As the rain poured outside the tent and we shivered in our gumboots, John Marsden (author and educator), Catherine Keenan (executive director Sydney Story Factory) and Tristan Bancks (local author and Byron StoryBoard facilitator) discussed children’s literacy issues, how to get kids to tap into their own skin in order to write something authentic, and slime. Tristan Bancks is a big fan of slime.
‘If you’re afraid of writing, much of your education will be wasted,’ John Marsden proposed. Kids are often so afraid of getting something wrong – of having their work covered in red pen, and made to feel like they’re stupid – that they turn defensive very early on. ‘I hate writing.’ ‘I can’t write.’
As a student himself, John Marsden was bored to death by the in-class writing exercises his teachers prescribed. A topic would be given, such as ‘Scary story’, and students would brainstorm all the words they would expect to find in a scary story, such as ‘dark’, ‘stormy’, ‘ghost’, ‘monster’, ‘haunted’, etc. They would then have to write a story including all those words.
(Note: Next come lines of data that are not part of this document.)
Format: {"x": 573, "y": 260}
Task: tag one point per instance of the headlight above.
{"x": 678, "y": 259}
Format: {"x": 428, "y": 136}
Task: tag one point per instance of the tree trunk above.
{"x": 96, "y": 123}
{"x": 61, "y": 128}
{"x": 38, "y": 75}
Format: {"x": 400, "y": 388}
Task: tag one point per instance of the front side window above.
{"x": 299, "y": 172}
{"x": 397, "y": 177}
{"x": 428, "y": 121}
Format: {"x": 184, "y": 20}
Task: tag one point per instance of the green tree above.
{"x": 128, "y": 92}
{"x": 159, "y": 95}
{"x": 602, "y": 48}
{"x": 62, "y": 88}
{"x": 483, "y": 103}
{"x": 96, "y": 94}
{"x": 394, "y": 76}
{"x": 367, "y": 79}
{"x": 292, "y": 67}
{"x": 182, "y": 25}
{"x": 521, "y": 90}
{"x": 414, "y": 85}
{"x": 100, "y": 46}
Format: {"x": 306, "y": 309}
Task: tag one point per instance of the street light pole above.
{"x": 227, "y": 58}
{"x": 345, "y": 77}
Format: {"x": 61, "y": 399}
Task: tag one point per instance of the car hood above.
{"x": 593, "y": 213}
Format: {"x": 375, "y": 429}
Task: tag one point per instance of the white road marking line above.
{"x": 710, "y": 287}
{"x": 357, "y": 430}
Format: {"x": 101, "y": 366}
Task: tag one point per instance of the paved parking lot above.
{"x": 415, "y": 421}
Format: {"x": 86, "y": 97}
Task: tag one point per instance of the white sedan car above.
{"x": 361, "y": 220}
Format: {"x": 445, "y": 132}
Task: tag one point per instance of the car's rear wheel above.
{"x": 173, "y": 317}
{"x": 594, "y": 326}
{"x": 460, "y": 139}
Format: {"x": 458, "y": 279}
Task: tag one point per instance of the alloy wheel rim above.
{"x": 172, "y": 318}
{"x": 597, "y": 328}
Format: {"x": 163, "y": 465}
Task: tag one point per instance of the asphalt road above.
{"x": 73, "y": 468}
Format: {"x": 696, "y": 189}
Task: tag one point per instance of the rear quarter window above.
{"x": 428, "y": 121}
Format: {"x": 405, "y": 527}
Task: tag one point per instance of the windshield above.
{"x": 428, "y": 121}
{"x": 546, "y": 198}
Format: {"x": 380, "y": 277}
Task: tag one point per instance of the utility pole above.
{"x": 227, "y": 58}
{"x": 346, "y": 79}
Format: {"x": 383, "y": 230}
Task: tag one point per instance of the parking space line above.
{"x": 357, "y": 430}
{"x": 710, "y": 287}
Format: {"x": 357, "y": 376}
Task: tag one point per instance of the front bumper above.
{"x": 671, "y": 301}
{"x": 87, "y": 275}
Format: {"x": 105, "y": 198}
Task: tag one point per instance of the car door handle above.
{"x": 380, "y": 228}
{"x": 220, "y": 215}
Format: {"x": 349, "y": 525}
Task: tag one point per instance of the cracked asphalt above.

The young rebel, John kept himself amused by setting himself the challenge of writing a scary story without using any of those words. This is precisely one of the activities he gets his students to do now. It forces them to be original, but it also teaches them that there’s no ‘correct’ way to write a scary story, for example. They can have fun with it.
Some other fun examples of writing prompts that the panel suggested are below.
- Write a story set in Fear City where each character has a different weird fear.
- Go outside and study a little patch of garden or terrain. Write about a journey through that small space as an ant.
- Brainstorm a list of interesting adjectives and nouns and write them in columns on the board. Then join them in the strangest and least expected combinations.